Autoimmune Disease Distribution in 123 Sequenced MADGC Participants.
| Affection Status | Hash | RA | SLE | MS | TID | Graves’ | Psoriasis | Sjög | IBD | JIA | Other AIDs |
|---|---|---|---|---|---|---|---|---|---|---|---|
| Affected | 74 | 43 | 32 | 28 | 20 | 16 | 13 | 11 | 10 | 7 | 12 |
| Unaffected | 47 | 80 | 89 | 95 | 103 | 106 | 110 | 105 | 112 | 116 | 104 |
|
Reported, Unconfirmed |
2 | 0 | 2 | 0 | 0 | 1 | 0 | 7 | 1 | 0 | 7 |
| Fraction Affected | 0.612 | 0.350 | 0.264 | 0.228 | 0.163 | 0.131 | 0.106 | 0.095 | 0.082 | 0.057 | 0.103 |
Autoimmune diseases present in participants listed in order of decreasing frequency from left to right. Fraction affected only includes confirmed cases. All analyses in this study exclude reported, but unconfirmed diagnoses.

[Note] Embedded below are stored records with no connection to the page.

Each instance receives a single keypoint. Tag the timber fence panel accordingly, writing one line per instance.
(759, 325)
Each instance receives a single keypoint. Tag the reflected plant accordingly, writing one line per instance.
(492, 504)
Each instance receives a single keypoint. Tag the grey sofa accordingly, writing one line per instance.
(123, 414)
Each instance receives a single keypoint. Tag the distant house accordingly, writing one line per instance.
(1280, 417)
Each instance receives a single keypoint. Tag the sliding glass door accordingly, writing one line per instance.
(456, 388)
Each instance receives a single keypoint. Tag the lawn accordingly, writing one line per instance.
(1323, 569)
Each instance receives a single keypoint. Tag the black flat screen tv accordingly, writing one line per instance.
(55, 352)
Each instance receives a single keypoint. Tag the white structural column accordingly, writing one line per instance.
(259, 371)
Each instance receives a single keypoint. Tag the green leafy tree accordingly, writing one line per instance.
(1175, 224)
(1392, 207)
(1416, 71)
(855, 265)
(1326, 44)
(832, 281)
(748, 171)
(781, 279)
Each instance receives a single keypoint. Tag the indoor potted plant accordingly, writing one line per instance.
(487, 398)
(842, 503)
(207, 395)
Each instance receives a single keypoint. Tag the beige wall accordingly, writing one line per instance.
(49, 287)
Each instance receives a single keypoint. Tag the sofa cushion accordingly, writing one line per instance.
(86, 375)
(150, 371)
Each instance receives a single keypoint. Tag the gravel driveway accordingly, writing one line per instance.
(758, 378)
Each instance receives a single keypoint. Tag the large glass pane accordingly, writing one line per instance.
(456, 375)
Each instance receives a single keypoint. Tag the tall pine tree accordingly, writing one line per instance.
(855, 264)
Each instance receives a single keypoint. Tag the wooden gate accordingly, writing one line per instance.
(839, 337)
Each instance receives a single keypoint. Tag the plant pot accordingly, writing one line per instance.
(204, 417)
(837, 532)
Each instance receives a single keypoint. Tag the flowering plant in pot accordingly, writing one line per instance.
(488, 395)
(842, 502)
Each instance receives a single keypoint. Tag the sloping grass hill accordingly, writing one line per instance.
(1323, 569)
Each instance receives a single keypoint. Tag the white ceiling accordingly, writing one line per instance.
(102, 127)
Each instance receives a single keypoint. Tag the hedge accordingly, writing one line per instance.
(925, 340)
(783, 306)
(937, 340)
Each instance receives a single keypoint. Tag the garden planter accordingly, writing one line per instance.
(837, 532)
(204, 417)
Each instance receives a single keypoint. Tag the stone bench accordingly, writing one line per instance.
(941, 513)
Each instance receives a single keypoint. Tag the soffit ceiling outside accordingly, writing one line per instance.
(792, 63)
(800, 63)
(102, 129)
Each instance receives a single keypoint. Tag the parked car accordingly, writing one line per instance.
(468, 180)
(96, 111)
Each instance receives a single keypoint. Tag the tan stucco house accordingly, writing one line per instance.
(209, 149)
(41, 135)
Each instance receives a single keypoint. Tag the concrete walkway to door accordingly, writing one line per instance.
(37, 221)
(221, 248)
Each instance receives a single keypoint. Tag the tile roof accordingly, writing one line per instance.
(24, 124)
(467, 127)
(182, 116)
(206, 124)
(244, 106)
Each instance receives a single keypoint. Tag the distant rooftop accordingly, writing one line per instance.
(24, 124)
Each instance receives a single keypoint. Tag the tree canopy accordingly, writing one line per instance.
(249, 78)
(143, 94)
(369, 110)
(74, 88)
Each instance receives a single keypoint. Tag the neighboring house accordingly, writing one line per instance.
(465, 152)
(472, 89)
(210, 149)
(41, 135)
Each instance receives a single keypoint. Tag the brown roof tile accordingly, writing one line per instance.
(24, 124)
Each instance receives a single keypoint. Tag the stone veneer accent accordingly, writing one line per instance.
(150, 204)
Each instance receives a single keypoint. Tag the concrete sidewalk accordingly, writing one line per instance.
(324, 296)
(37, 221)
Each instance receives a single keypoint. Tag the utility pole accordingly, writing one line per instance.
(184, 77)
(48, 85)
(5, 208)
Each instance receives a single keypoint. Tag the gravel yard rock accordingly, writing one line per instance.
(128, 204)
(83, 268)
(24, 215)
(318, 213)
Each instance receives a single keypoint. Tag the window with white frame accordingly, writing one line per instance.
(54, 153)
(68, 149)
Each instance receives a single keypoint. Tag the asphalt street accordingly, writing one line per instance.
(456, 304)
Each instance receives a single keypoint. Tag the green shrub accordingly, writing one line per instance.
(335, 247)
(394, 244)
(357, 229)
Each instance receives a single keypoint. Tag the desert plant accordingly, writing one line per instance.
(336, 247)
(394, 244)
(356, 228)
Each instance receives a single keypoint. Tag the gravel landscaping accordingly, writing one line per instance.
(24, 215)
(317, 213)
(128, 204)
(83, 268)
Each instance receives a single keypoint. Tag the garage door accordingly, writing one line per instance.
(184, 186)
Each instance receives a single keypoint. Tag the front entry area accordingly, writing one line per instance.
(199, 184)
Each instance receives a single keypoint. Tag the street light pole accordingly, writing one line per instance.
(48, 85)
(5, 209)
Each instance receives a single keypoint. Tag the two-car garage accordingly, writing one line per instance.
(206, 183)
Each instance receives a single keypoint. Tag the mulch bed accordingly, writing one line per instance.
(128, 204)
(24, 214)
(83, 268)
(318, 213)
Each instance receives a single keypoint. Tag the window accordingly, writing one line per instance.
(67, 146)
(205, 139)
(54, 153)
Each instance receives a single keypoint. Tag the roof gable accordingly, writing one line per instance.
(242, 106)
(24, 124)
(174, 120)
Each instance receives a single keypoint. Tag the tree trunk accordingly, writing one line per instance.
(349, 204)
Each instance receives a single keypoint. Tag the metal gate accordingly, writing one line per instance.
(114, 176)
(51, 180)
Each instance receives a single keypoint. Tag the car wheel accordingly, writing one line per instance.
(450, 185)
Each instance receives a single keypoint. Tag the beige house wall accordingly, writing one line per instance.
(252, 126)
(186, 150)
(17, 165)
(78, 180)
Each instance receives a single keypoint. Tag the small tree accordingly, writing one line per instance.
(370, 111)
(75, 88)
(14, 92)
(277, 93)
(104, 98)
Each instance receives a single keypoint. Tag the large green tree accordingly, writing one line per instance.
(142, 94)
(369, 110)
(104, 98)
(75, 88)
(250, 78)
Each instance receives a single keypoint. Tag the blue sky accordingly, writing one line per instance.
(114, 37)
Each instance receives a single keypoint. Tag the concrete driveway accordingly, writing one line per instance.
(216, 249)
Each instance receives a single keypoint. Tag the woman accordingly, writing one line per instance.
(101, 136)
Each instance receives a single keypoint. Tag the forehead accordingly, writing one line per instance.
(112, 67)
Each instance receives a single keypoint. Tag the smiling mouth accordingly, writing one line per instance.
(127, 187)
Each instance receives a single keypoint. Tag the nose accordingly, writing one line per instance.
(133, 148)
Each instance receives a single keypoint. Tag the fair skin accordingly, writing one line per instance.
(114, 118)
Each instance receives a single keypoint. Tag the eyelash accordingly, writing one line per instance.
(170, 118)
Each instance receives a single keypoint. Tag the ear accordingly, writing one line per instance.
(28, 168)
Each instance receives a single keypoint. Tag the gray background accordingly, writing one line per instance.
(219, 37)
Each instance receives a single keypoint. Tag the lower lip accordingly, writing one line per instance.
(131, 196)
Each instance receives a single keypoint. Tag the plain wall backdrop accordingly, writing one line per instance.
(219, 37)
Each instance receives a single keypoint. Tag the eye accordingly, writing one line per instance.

Hash - Hashimoto's; RA - rheumatoid arthritis; SLE - systemic lupus erythematosus; MS - multiple sclerosis; TID - type I diabetes; Sjög - Sjögren’s syndrome; IBD - inflammatory bowel disease; JIA - juvenile idiopathic arthritis; Other AIDs - other autoimmune diseases, which include autoimmune Addison’s Disease, autoimmune hepatitis, CREST syndrome (limited scleroderma), idiopathic thromobocytopenic purpura, mixed or undifferentiated connective tissue disease, myasthenia gravis, pernicious or hemolytic anemia, polymyositis or dermatomyositis, scleroderma and vitiligo.
Sequencing
To sequence all protein coding bases, eight sequencing reactions were performed for each DNA sample. Four sets of PCR primers were from SeattleSNPs (http://pga.gs.washington.edu/) while the other four were designed using Primer329. Detailed primer information can be found in Table 7. Primer sets were checked through ePCR on the UCSC genome browser to ensure one unique genomic hit and were also inspected for a lack of known SNPs with dbSNP.
Table 7.
Sequencing Primer Pairs.
| Exon | Amp. Coordinates | Forward Primer, 5' to 3' | Reverse Primer, 5' to 3' | PD |
|---|---|---|---|---|
| 2 | 138191752–138192730 | GGGGCTAAAGAGGAAACACC | CTTCATGAATGGGGATCCAG | Primer3 |
| 3 | 138195539–138196331 | CCCTGTGTGCTCCTCCTTAG | CCACTGGAGGTTTCTGGTGT | Primer3 |
| 4 & 5 | 138196610–138197370 | TCCCCAACTTTTGAGTTTGC | AAGCAAAAAGGAAAACCCTGA | Primer3 |
| 6 | 138197565–138198544 | CAAGTAAACGCCTGTCAGGTTAG | ACCATGCACAAGACTCTGAATTT | SeattleSNPs |
| 7 | 138199065–138200179 | CGTCTTAGTTACTCATGGCTGCT | TAAATGTCCTGGTAACATCCTGG | SeattleSNPs |
| 7 | 138199989–138200922 | GTTCAGTGAGACCACTGCCAT | TGAGAGATTTCCAAACCACATCT | SeattleSNPs |
| 8 | 138200689–138201772 | GCAGCTCCTAATATCACATTCCA | TCTGTCTGTTCGCTCCTTATGAT | SeattleSNPs |
| 9 | 138202044–138202816 | CCTTGCTCAGGCAGGTAAAG | AGCCAAGACGATGAAGCAGT | Primer3 |
Amp. Coordinates – amplicon positions on chromosome 6, UCSC hg19; PD – primer design software/source.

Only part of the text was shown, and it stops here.